While Szilagyi is able to provide a nurturing and creative learning environment for her students through 12th grade, state-supported programs are cut off for such individuals at age 18. As Karath described it, the only day programs for adults that exist for continuing education and training are so few that the system is overwhelmed.

After searching unsuccessfully for available programs herself, Karath approached Szilagyi with an idea.

“We created a foundation that would offer a lifelong learning program for special needs adults,” Karath said. “When we began this, parents started coming out of the woodwork, all saying, ‘We can’t find anything for our older children.’ So we found a group of dedicated parents to help form the foundation.”

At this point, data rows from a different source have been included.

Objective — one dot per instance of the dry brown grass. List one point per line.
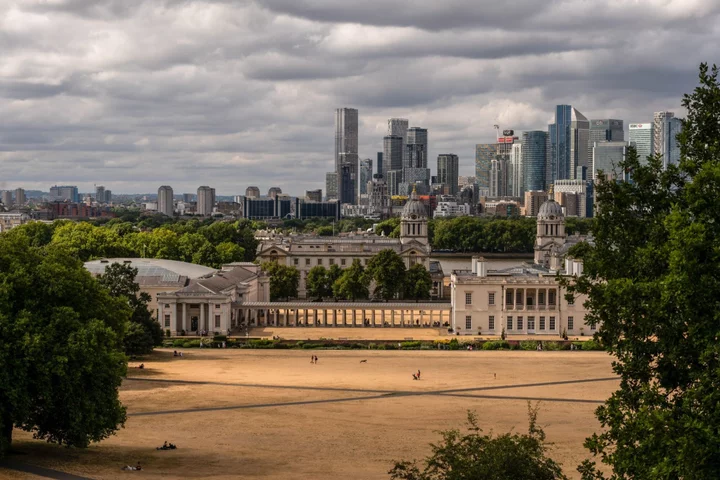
(350, 438)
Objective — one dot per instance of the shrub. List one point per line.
(496, 345)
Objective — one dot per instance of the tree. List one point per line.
(317, 283)
(284, 280)
(418, 283)
(475, 455)
(387, 270)
(61, 347)
(144, 332)
(353, 283)
(652, 279)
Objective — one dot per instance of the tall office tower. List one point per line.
(346, 153)
(607, 157)
(314, 195)
(331, 185)
(206, 201)
(398, 127)
(641, 137)
(534, 160)
(485, 153)
(568, 145)
(498, 177)
(67, 192)
(665, 130)
(392, 154)
(165, 200)
(516, 188)
(20, 196)
(605, 130)
(448, 172)
(365, 175)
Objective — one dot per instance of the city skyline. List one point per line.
(114, 112)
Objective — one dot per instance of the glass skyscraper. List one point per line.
(534, 159)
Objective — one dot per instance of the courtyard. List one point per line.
(271, 414)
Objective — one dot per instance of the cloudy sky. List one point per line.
(134, 94)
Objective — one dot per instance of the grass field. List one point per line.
(271, 414)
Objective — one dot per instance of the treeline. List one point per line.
(204, 243)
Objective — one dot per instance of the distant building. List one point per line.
(641, 137)
(665, 130)
(533, 200)
(534, 160)
(206, 201)
(314, 195)
(365, 174)
(331, 185)
(448, 169)
(165, 200)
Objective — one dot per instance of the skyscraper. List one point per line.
(665, 130)
(206, 201)
(399, 127)
(534, 159)
(485, 153)
(165, 200)
(641, 137)
(448, 172)
(365, 174)
(346, 153)
(605, 130)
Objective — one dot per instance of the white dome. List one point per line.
(550, 209)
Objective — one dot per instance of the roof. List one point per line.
(154, 271)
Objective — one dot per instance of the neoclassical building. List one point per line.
(307, 251)
(522, 300)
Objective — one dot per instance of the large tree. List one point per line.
(353, 283)
(417, 283)
(61, 346)
(284, 280)
(144, 332)
(653, 283)
(387, 270)
(475, 455)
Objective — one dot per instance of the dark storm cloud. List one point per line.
(138, 93)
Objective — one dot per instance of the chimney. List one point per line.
(481, 267)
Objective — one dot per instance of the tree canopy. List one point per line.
(475, 455)
(653, 284)
(61, 345)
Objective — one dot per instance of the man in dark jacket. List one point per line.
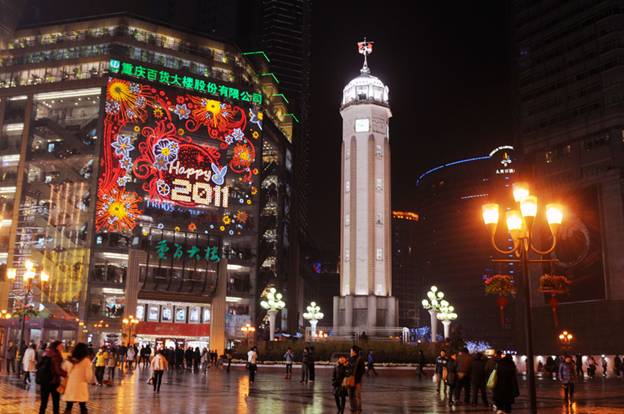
(51, 364)
(506, 388)
(358, 368)
(478, 378)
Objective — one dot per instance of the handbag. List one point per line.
(492, 380)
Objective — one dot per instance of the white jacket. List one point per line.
(30, 360)
(79, 376)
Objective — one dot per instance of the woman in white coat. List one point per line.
(29, 363)
(79, 376)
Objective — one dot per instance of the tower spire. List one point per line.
(365, 48)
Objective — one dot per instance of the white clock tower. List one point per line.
(365, 303)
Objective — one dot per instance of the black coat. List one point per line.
(506, 389)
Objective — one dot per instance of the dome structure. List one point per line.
(366, 88)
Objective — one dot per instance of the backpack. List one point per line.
(44, 371)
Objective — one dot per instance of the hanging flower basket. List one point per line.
(502, 286)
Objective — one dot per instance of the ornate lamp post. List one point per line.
(29, 282)
(446, 316)
(273, 303)
(313, 315)
(248, 330)
(433, 305)
(130, 323)
(520, 227)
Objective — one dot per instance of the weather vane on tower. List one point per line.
(365, 48)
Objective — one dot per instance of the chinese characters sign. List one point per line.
(167, 78)
(178, 153)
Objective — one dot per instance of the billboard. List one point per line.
(182, 160)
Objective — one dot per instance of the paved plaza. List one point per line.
(393, 391)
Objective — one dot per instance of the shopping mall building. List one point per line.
(146, 170)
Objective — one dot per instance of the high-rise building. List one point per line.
(569, 97)
(135, 163)
(406, 280)
(365, 302)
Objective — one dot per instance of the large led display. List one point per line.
(179, 158)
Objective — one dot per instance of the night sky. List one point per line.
(450, 95)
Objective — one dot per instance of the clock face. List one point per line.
(362, 125)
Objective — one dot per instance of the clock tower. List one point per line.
(365, 303)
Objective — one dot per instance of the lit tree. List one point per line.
(273, 303)
(313, 315)
(433, 304)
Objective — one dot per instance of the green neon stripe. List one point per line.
(257, 52)
(282, 95)
(293, 117)
(270, 74)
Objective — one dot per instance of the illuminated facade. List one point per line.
(137, 166)
(365, 302)
(452, 247)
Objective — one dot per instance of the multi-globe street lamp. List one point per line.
(29, 279)
(446, 315)
(433, 304)
(313, 315)
(520, 224)
(273, 303)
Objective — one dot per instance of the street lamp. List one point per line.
(313, 315)
(273, 303)
(433, 305)
(446, 316)
(248, 330)
(29, 279)
(520, 227)
(129, 323)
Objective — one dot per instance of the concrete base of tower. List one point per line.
(373, 315)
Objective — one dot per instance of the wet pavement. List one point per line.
(393, 391)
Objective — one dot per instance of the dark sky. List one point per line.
(447, 67)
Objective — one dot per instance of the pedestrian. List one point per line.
(340, 392)
(305, 365)
(567, 376)
(441, 370)
(370, 363)
(506, 388)
(289, 356)
(100, 365)
(79, 376)
(451, 378)
(421, 363)
(354, 383)
(478, 379)
(252, 359)
(159, 365)
(49, 374)
(11, 356)
(464, 361)
(617, 363)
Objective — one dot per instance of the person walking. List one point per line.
(29, 363)
(464, 361)
(506, 388)
(100, 365)
(252, 361)
(289, 356)
(567, 376)
(370, 363)
(79, 376)
(305, 365)
(159, 365)
(11, 355)
(49, 373)
(451, 378)
(338, 376)
(478, 379)
(357, 369)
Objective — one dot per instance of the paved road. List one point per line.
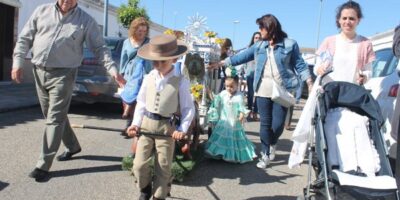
(96, 172)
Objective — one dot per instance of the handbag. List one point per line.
(279, 94)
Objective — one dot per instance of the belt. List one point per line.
(48, 68)
(155, 116)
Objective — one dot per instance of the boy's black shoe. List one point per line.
(67, 155)
(39, 175)
(145, 193)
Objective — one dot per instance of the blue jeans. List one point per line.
(272, 119)
(299, 90)
(250, 93)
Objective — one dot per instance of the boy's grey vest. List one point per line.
(166, 101)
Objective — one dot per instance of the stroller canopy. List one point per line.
(353, 97)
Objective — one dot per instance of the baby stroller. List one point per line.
(333, 181)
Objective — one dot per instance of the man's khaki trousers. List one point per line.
(54, 88)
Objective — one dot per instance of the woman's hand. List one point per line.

The Aurelia Foundation was established with the goal of creating a day center that offers continuing education to mentally disabled young adults and beyond in life skills, recreational activities, and vocational training and job support. Staffing would be intensely personal, with a 1:1 assistance ratio up to a 3:1 ratio.

Activities will include reading, math, speech, computer skills, occupational and physical therapy, and field trip activity. Sometimes, the biggest triumphs come with conquering ordinary chores, like learning to run a washer and dryer. Sometimes it’s successfully negotiating a shopping expedition to Ralph’s.

“I try to take my students out into the real world at least once a week,” Szilagyi said. “Whether it’s shopping or movies or the farmers’ market, each trip offers great opportunities to these kids to learn how to function in real life.”

Ideally, “real life” means learning a vocational skill and establishing micro enterprises, perhaps in art or craft products that can be sold at a local farmers’ market.

Karath and Szilagyi believe they have a viable business plan and a motivated board of directors. Now all they need is funding and a space to establish their Aurelia Center. Fundraising has just begun.

“We are poised to prepare a lot of these young adults to become as self-sustaining as they will ever be,” Szilagyi said. “There’s a state-sponsored Workability Program that helps match special needs young adults with businesses that need hires. I’ve placed kids at Becker Surf Shop and Vital Zuman, myself.

“Most of these young people will never be able to live full-time without assistance,” Szilagyi continued. “But ongoing education empowers them to be the best they can be.”

Karath said the idea was to create a program that could be replicated across the country and in doing so, open up worlds that have long been unavailable to brain-disordered populations.

“I see people who have vastly more compassion for their animals than they do for the disabled population,” Karath said. “We’re hoping The Aurelia Foundation will help change people’s perceptions of the disabled for the better.”